As the pain policy advisor, Porter will lead or participate in activities and programs of the NIH Pain Consortium and will coordinate NIH’s pain research programs in consultation with the consortium’s executive committee. She also will serve as the designated federal official for the interagency pain research coordinating committee— an entity established through the Affordable Care Act to address issues relevant to federal pain research programs. Porter will continue to serve as program director for NINDS headache-related grants and develop and support efforts to advance this research area.

The second newly created position is a health science officer for pain who will provide administrative and technical support as well as scientific direction to the efforts of the committee and the consortium. Both posts are located in the NINDS Office of the Director and will support pain research efforts within HHS and other federal agencies.

NIAID Division Names New Therapeutics, Vaccine Officials
Dr. Sarah W. Read Dr. Mary Anne Marovich
Dr. Sarah W. Read Dr. Mary Anne Marovich

NIAID recently announced two new senior appointments in its Division of AIDS. Dr. Sarah W. Read is the division’s new Therapeutics Research Program director; she will lead the development and coordination of clinical and preclinical research in new treatments for HIV and HIV-related complications and co-infections. Read has been with the program as a medical officer since 2006, overseeing clinical trials, developing funding initiatives, planning workshops and mentoring new medical officers.

Read earned a bachelor’s degree in biology and a medical degree at Georgetown University. She completed a residency in internal medicine at Georgetown University Medical Center. She began her career in 2001 as a physician in the Intramural AIDS Program at the Clinical Center and subsequently earned a fellowship in infectious diseases at NIAID. When the fellowship concluded in 2005, Read became an associate clinical investigator in NIAID’s Laboratory of Immunoregulation. In 2009, she earned a master of health sciences in clinical research from Duke University.

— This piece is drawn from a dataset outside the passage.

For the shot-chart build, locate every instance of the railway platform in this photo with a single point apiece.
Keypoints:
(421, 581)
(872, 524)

Dr. Mary Anne Marovich joins the division as new director of the Vaccine Research Program, where she will lead the development and coordination of clinical and preclinical research on HIV vaccines. She comes to NIH from the U.S. Military HIV Research Program (MHRP), where she served as chief of vaccine research and development since 2005. Additionally, Marovich worked as the clinic director for MHRP’s Rockville Vaccine Assessment Center, where she led multiple early-stage HIV and non-HIV vaccine clinical trials.

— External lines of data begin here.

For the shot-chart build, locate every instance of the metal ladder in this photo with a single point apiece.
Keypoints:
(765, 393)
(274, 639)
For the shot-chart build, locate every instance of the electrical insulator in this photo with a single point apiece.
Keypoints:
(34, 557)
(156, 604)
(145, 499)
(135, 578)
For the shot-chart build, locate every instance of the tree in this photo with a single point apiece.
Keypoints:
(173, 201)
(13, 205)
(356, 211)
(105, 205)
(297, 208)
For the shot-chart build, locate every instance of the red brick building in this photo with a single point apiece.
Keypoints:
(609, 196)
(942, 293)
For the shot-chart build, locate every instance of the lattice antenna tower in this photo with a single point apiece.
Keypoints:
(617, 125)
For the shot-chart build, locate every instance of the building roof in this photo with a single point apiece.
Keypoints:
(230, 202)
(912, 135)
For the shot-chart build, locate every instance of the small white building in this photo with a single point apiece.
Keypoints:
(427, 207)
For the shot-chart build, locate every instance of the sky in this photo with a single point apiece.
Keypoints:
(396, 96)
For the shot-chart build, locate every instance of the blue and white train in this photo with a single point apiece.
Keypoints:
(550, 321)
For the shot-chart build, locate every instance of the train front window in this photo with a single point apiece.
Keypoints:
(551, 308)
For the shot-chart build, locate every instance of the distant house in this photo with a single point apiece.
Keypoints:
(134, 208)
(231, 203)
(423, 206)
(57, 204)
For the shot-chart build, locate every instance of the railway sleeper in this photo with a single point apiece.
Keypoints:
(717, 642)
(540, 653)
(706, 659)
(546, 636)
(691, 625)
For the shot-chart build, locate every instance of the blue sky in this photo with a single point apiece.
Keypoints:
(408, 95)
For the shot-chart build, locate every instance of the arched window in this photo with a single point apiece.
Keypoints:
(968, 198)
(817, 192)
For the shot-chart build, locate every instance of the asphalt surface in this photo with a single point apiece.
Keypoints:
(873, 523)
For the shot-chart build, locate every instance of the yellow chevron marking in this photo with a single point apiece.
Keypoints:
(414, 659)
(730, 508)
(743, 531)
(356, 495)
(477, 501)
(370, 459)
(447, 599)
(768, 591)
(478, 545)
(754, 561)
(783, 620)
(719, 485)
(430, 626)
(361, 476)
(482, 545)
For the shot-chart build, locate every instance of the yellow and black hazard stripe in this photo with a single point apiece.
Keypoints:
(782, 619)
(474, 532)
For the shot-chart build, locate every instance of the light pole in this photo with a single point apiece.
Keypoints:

She earned bachelor’s degrees in biochemistry and chemistry at Illinois State University and a medical degree at Loyola University of Chicago-Maywood. In 1993, she completed a residency in internal medicine and clinical infectious diseases training at the University of Colorado and earned a diploma in tropical medicine and hygiene from the Royal College of Physicians and Surgeons, London School of Tropical Medicine and Hygiene.

An associate professor of medicine with the Uniformed Services University’s department of medicine, Marovich has won several honors for academic and teaching excellence.